When an equilateral triangle is inscribed in a circle, the center of the circle coincides with the centroid of the triangle. The centroid is the point where the medians of the triangle intersect.
In an equilateral triangle, the median is a line segment drawn from a vertex to the midpoint of the opposite side. The centroid is the point where the three medians intersect, and it divides each median in a ratio of 2:1.
So, in this case, the distance from the center of the circle to one of the vertices of the equilateral triangle is equal to 2/3 times the length of the median.
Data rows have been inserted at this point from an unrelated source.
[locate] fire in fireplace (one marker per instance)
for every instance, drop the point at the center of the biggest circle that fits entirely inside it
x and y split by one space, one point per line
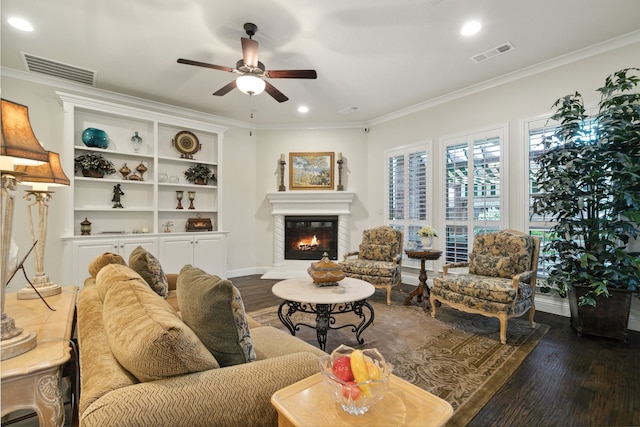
308 237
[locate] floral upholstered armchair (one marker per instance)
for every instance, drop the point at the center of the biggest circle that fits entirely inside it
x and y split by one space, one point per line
501 279
378 259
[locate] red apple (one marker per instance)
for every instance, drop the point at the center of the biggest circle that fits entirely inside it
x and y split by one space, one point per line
352 390
342 368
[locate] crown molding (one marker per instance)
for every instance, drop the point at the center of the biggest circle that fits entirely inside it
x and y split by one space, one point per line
597 49
615 43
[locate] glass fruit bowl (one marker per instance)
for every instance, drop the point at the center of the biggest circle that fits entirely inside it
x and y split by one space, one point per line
355 396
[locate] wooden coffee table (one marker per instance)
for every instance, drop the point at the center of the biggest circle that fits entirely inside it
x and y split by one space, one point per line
302 295
307 404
Given that the radius of the circle is 21 inches, the distance from the center to one of the vertices is (2/3) * s.
We can set up the equation:
(2/3) * s = 21
To solve for s, we can multiply both sides of the equation by 3/2:
s = (21) * (3/2)
s = 31.5 inches
Therefore, the side length of the equilateral triangle is 31.5 inches to the nearest 10th of an inch.